Midsommar Most Heat Moon
Danced the hora last night, mixing up my feet as I normally do while dancing, but enjoying myself anyway. Joy, it turns out, is a character trait in mussar. “It’s a mitzvah to be happy.” Rabbi Nachman. Judaism constantly challenges my Midwestern protestant ethos, not primarily intellectually, but emotionally. Last night was a good example.
I’d spent the day feeling punk, stomach a bit upset, tired, exercise was hard. Told Kate, “I feel like I can’t my motor started.” Didn’t really want to go to this once a month mussar havurah (fellowship), but I’d decided to make gazpacho for the meal and had finished it. So I went, pretty sure I’d feel better if I did. Which, if you think about it, is an interesting sign.
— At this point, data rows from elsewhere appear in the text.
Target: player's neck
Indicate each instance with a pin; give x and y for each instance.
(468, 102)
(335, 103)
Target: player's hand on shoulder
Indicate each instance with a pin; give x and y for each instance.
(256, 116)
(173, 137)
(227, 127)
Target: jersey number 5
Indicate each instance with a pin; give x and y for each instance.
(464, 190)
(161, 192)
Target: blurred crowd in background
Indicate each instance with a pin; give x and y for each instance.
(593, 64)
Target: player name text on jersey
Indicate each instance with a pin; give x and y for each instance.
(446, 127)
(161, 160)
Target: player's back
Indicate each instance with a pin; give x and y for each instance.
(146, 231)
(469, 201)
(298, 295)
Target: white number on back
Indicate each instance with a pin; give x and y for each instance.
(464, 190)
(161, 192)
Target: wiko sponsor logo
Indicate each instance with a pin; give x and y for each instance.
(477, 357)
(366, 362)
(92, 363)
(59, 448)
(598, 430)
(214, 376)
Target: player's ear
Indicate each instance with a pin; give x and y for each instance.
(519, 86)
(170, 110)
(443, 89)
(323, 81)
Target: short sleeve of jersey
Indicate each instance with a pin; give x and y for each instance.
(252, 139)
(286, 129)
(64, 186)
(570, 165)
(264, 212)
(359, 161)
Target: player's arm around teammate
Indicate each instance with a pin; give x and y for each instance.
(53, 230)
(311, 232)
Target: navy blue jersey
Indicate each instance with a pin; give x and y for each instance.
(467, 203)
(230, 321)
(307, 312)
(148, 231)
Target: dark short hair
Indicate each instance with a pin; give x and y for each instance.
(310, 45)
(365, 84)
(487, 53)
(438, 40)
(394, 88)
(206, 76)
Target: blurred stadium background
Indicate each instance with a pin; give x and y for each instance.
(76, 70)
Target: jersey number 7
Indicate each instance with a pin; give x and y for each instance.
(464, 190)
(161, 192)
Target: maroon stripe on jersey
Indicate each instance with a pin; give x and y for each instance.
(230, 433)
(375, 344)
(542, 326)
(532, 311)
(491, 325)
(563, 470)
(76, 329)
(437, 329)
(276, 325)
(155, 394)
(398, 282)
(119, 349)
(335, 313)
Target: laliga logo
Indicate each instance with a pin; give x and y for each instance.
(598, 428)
When we got to Beth Evergreen, it was a small group, seven. Becky was new and Lila, a friendly pug/boxer mix, Rabbi Jamie’s dog, strained at a yellow leash tied to a picnic table on the patio. Tara, the cantor/director of education, Rabbi Jamie, Judy, the social action chair, Mitch, a long haired man in his early 50s, Kate and me made up the rest.
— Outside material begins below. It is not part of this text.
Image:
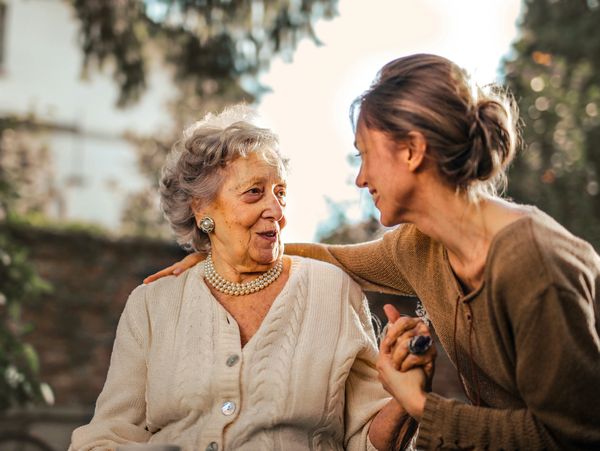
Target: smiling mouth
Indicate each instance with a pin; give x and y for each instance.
(270, 235)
We ate our meal together outside, all at one picnic table. Tara’s Hebrew school students had decorated it and it was colorful underneath our paper plates and plastic bowls. The evening was a perfect combination of cool warmth and low humidity. The grandmother ponderosa stood tall, lightning scarred against the blue black sky. Bergen mountain had already obscured the sun which still lit up the clouds from its hiding place.
While I ate my own soup, not feeling hungry since my dis-ease earlier, Rabbi Jamie got us started on the evening’s conversation, suggesting we focus on hope and joy in the present.
“When I read that tonight was about joy, I first thought about dogs. How unrestrained they are and how in the moment with their feelings.” Lila, I said, had greeted me fondly, showering me with kisses, a stranger. I like that about dogs.
We all laughed when Rabbi Jamie asked if I hoped (another middot, character trait, clustered with joy) to be able to greet strangers the same way. “Well, not by kissing them on the lips or licking them.” I was thinking, but yes, I hope I can add that level of uncalculated joy to my meetings with others.
Becky said she had problems with hope, naming the carelessness of humans and the destructive presence we are on the earth. “I think about how we might destroy ourselves, but after some time, the planet will be fine. That makes me feel better, oddly,” she said. Rabbi Jamie mentioned then something I’ve heard him voice before, a Talmudic argument over whether it would have been better if humans had not been created. Yes, the rabbis decided, it would have been better. But, since we are here, what will we do?
Judaism has that sort of no nonsense approach to heavy existential issues. Yes, we’ll die. So the question is, how will you live; not the understandable response, OMG, I’m gonna die!
In the remaining discussion it became clear to me that Judaism has joy at its core, an embrace of life even in the midst of struggles and despair, an embrace of life in community, with known others. Joy, one quote offered for the evening suggested, comes from deep connection.
This is so qualitatively different from Presbyterianism. When Rabbi Jamie led us in song, then got us up to dance, I tried to imagine the same thing happening during a Presbytery meeting. Nope. Wouldn’t happen. It’s a cultural difference of substantial proportion.
I want to like this, I may even need to like it, but it’s hard. Being hesitant, reserved, especially physically, came with my Midwest protestant raising, reinforced by my Germanic father and the often dysfunctional nature of my mother’s extended family.
Still don’t want to be a Jew, but these challenges, to experience deep joy and hope rooted in community, are good for me. Necessary, even. When we came home through the darkening June night, driving up Black Mountain Drive, I no longer felt dis-eased. An odd sense of hopefulness had crept in. Maybe a bit of joy.